Con semejante curriculum comercial no es extraño que el
empresariado haya tolerado que la plana mayor de las izquierdas
cobre protagonismo, porque sencillamente viene bien al negocio acudir
al complemento de una ideología abierta que defiende la pluralidad
para incorporar más clientes fijos al mercado. Hay cierta antinomia
en dejarles jugar conforme a sus reglas, es decir, capitalismo versus
anticapitalismo, pero está claro que en lo que es negocio todo vale,
basta con que sea económicamente rentable. Por eso no existe el
menor pudor en que continúen usando el rotulo de anticapitalistas en
sus pasquines, ya que en la práctica viene a ser como no decir nada,
dado que los ataques al capitalismo depredador a base de palabras son
fuegos de artificio, que de un lado dan aspecto de libertad al
sistema entre las buenas gentes y de otro aporta cierta aureola de
grandeza al sistema capitalista de puertas abiertas.
Ya en el plano político, en el terreno estatal y doctrinal, las
buenas relaciones existentes entre el empresariado y el
anticapitalismo de rótulo quedan reflejadas en forma de retribución
por sus servicios para engatusar a las masas, permitiéndose el
acceso de sus líderes a los puestos de mando de los Estados.
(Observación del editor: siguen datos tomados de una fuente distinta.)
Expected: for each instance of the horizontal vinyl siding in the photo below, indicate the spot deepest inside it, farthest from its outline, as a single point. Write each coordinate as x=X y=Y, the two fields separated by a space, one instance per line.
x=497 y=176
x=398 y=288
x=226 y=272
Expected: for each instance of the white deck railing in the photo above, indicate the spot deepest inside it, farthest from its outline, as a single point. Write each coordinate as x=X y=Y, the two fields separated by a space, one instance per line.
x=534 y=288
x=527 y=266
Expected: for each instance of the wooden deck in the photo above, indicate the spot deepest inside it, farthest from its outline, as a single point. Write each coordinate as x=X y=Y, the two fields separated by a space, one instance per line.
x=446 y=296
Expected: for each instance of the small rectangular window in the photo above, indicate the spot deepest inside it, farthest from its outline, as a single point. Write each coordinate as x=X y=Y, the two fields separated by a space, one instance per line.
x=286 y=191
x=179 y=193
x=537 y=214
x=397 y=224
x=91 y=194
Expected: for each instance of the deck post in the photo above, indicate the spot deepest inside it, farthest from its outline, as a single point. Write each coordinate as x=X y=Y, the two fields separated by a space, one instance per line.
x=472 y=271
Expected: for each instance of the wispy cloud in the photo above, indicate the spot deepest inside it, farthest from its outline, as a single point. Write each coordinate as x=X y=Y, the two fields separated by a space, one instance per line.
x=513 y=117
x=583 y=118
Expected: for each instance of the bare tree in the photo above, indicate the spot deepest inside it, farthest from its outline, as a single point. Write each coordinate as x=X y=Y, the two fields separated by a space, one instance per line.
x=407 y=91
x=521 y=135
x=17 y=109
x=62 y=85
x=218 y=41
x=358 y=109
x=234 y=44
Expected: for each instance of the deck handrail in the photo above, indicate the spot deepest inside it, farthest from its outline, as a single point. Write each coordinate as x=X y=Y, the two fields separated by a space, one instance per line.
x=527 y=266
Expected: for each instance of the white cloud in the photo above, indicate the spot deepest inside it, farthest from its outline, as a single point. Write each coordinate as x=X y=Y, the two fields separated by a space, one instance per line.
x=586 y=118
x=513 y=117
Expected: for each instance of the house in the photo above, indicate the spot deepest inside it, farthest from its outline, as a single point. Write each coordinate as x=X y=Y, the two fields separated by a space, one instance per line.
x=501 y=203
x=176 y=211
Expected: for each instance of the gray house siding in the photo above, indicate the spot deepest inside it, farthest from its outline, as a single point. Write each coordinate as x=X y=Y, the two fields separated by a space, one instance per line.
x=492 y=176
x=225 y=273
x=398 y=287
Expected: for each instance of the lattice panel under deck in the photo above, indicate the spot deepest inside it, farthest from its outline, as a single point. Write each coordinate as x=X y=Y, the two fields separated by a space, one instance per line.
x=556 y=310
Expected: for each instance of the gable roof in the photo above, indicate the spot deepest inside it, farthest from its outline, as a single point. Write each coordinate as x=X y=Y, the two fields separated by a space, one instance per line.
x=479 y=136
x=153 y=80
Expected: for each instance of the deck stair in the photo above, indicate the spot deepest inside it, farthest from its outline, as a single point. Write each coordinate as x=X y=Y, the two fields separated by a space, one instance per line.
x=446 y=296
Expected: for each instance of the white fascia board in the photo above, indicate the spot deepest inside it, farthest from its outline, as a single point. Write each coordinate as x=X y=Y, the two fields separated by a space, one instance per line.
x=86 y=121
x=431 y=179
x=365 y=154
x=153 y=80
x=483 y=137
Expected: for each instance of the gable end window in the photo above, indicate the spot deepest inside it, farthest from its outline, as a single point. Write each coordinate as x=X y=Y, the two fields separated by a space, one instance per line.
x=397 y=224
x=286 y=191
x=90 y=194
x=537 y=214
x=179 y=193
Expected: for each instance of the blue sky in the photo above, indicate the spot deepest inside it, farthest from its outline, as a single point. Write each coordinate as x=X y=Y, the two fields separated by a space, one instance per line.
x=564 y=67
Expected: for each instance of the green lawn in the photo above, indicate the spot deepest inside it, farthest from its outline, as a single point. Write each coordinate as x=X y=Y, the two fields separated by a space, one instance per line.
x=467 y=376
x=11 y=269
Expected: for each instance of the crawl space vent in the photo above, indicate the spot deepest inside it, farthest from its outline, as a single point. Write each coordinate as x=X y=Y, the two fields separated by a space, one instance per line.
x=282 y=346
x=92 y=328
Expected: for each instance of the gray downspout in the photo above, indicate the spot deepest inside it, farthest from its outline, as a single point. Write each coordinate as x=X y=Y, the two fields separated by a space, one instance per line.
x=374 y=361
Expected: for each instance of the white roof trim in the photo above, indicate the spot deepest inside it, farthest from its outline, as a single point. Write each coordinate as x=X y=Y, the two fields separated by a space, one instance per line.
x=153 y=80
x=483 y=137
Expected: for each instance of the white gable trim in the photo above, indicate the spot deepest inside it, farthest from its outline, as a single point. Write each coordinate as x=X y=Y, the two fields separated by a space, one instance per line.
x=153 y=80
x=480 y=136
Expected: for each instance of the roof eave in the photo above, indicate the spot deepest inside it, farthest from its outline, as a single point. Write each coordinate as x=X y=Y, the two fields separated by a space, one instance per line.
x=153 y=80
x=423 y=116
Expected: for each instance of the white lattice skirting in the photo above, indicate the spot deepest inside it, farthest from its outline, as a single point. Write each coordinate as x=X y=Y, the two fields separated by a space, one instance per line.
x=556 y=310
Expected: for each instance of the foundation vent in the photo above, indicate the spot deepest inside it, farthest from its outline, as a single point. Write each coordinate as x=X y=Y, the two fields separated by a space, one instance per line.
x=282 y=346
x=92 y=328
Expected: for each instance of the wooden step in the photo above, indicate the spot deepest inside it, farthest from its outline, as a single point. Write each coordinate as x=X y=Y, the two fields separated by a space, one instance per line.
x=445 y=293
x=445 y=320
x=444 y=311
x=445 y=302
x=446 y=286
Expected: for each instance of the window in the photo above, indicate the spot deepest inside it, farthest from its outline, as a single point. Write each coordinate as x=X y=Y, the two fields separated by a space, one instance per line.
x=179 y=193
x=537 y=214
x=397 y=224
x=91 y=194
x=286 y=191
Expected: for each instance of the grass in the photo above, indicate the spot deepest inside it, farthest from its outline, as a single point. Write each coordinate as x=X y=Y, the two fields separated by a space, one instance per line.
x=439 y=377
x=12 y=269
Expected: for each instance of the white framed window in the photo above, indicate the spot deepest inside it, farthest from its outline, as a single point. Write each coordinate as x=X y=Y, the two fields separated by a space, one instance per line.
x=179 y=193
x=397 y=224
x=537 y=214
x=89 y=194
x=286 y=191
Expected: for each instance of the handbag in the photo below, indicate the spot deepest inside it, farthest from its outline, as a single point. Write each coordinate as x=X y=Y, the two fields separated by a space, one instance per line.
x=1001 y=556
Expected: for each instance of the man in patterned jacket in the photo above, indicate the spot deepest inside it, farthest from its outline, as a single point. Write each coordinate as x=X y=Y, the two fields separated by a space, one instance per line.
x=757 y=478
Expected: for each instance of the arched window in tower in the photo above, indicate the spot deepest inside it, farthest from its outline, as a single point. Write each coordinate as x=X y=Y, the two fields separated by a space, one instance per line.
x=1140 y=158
Claro
está que, se dice, que eso es labor del electorado y hay que darlo
por válido, aunque con reticencias, porque las redes del poder no se
tejen solo con el voto de los electores. La estrategia del capital de
promocionar a sus teóricos, y solo teóricos, oponentes, tiene su
parte institucional. Con el capitalismo global, el papel del
Estado-nación debe ser replanteado porque resulta incompatible con
las tesis del globalismo económico, puesto que debe pasar a ser una
entidad abierta al mundo donde la idea de nación solo sea
identificativa. Doctrinalmente, las tesis de los ultraderechos y
libertades desbordadas que invitan a hacer a cada uno lo que quiera,
lo de dar vuelos a las minorías de poder y embarcarse en causas
quijotescas suelen figurar entre los proyectos de izquierdas para
ganar clientela política y dividir las firmes convicciones
ciudadanas. Alejados de la realidad están a la anécdota, porque las
ocurrencias dan aire de modernidad, aunque debiliten el papel de los
Estados, y es esto lo que viene bien al mercado global, unos Estados
sumisos al capitalismo. El anticapitalismo ha pasado a ser la
comparsa paradójica del nuevo capitalismo, ambos van en la misma
dirección tratando de construir Estados figurones con el fin de
vender mejor, en el caso de las empresas, y de ganar en cotas de
poder, los otros, aumentando la clientela con ilusos y
desfavorecidos.
Hay una realidad, y es que el anticapitalismo de izquierdas de corte
progresista va ascendiendo en poder político y social porque es útil
al mundo del dinero, genera pobreza para los Estados y riqueza para
el mercado. El papel asignado hoy a la izquierda anticapitalista,
desplegando utopías que atentan contra el sentido común y la
racionalidad con fines electoralistas, no es otro que hacer el juego
al capitalismo en su proyecto global, porque le permite echar por
tierra los valores nacionales que hasta la globalización eran el
gran obstáculo para el desarrollo del capitalismo. Todo esto, y es
de lo que se trata, contribuye a alimentar el mercado, debilitar al
Estado-nación y sembrar confusión en la sociedad.